Kyrgyzstan: Opposition Paper Cries Foul

Authorities deny that their latest move against the popular Moya Stolitsa Novosti is designed to close it down.
By Leila Saralaeva

A new press freedom row has broken out in Kyrgyzstan between a popular opposition newspaper and the government, which has accused it of unfair competition.

The case has now been taken up by the coalition For Democracy and Civil Society, which released a statement on October 6 accusing the government’s anti-monopoly department of “illegal interference” in media activity after it passed a controversial ruling against the Moya Stolitsa Novosti, MSN, newspaper.

The September 29 ruling accused MSN of “continued monopolistic actions in setting and maintaining low prices or predatory pricing designed to restrict competition”. The department’s final report also alleged that the company was selling its product at around half its advertised price of around six US cents in an attempt to boost sales.

The anti-monopoly office ordered MSN to end this alleged practice and, controversially, recommended that the initial plaintiffs– a cartel of private and pro-government newspapers including Vecherny Bishkek, RIF, Bishkek Times and Yuzhny Rynok – launch a legal bid to recoup damages from the opposition publication.

The editors who launched the complaint against MSN told the monopolies department that the republic’s print media was being subjected to “deliberate destruction” as a result of their rival’s “price-dumping” policy.

MSN plans to appeal against the ruling.

Opposition politicians and media rights activists view the ruling with deep concern. “The issue of price setting is a private matter for the publishers of MSN, who have full entrepreneurial freedom of activity [under media laws],” coalition leader Edil Baisalov told IWPR.

Andrei Miyasarov, director of the Centre for Media Support, also criticised the ruling and alleged that it was politically motivated. Many newspapers are distributed for free in the country, but no one accuses them of unfair competition,” he said.

“I think that all these accusations are connected with the opposition tone of the newspaper. It publishes fairly controversial articles which analyse and criticise the socio-economic situation in Kyrgyzstan. Evidently some people do not like this.”

MSN editor-in-chief Alexander Kim told IWPR that the price of his newspaper should not concern anyone other than the consumers who buy it, and argued that his sales tactics were normal for a market economy.

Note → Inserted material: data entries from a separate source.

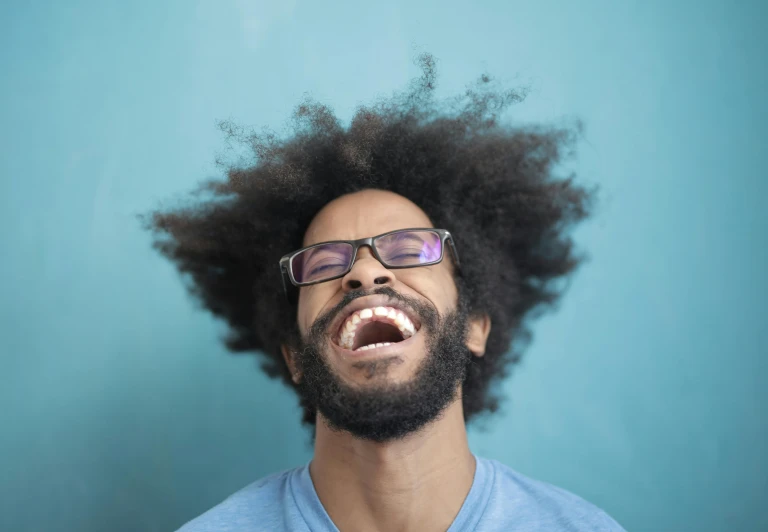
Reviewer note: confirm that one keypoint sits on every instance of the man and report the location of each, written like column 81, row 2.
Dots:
column 384, row 271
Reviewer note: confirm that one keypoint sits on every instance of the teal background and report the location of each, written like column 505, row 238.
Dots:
column 645, row 393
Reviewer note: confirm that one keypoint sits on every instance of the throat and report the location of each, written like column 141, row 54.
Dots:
column 377, row 332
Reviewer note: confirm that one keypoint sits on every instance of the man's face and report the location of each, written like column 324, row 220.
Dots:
column 382, row 393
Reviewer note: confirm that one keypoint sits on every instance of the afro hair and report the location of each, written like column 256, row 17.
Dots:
column 492, row 184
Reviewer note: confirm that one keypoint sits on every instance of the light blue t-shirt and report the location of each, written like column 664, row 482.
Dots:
column 500, row 499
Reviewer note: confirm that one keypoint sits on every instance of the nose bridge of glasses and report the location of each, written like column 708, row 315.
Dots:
column 364, row 251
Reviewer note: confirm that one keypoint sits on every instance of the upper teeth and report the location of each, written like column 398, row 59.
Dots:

“Anti-monopoly legislation is primarily directed at protecting the rights of consumers who want to buy high quality goods at low cost. The price of MSN suits us, and above all it suits the consumer,” Kim told IWPR.

“Advertisers are attracted by our circulation figures, which we have achieved by offering a low sale price. That is a simple marketing policy that is practiced all over the world.”

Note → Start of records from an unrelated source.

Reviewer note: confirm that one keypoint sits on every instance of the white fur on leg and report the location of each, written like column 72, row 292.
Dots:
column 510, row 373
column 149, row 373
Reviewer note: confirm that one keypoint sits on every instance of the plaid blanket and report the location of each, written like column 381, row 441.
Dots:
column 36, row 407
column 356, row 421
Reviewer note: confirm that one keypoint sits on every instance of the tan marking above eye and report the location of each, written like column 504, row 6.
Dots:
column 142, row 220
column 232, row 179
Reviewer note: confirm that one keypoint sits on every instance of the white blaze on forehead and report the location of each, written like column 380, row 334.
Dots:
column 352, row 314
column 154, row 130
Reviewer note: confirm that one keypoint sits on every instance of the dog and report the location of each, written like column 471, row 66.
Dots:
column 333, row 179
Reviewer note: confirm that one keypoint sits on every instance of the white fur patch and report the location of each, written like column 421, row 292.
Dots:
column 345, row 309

But the paper came under further attack for its policies on October 8, when the government newspaper Slovo Kyrgyzstana accused it of being used by western donors to spread their influence in the former Soviet republic.

The article, titled “American printing house – money solves everything”, alleged that “several newspapers are changing from independence into being controlled by their sponsors”, and pointed the finger at the United States-sponsored International Printing House, which prints MSN among others.

Before this printing house was established in November 2003 with help from Freedom House a US-based media support organisation, and the American embassy, MSN occasionally vanished from the newsstands after the government-run publisher Uchkun refused to print it on various pretexts.

Steven Young, US Ambassador to Kyrgyzstan, voiced concern over the tone of the Slovo Kyrgyzstana article at a press conference held shortly after its publication.

“There is cause for concern over articles in the Kyrgyz press stating that democracy is an American value that is being forced on the country,” he said. “It is wrong to say that democracy is alien to Kyrgyzstan.”

He declined to comment on the recent trouble experienced by MSN, adding only, “I hope that nothing will be done in Kyrgyzstan that endangers the existence of any representatives of the media.”

MSN is no stranger to such attacks. In its three and a half years in existence, more than 50 court cases have been brought against it, forcing it to pay out large sums of money in legal bills and damages.

Its political editor Rina Prizhivoit told IWPR, “There has been constant persecution of the newspaper for all these years. The authorities have exhausted the possibility of court cases, so they thought up this move to have the anti-monopoly department find us guilty of lowering our prices.”

The authorities “are doing this with a single goal, to close down the newspaper”, she alleged, citing MSN’s influence on public opinion.

The authorities, while backing the ruling made by the anti-monopoly department, deny that it was designed to muzzle MSN or effectively put it out of business.

Dosaly Esenaliev, head of the presidential press service, told IWPR that the decision was not politically motivated and insisted that the anti-monopoly department had found violations which had to be addressed.

“As always, the authorities get blamed for all problems,” he said.

Leila Saralaeva is an IWPR contributor in Bishkek.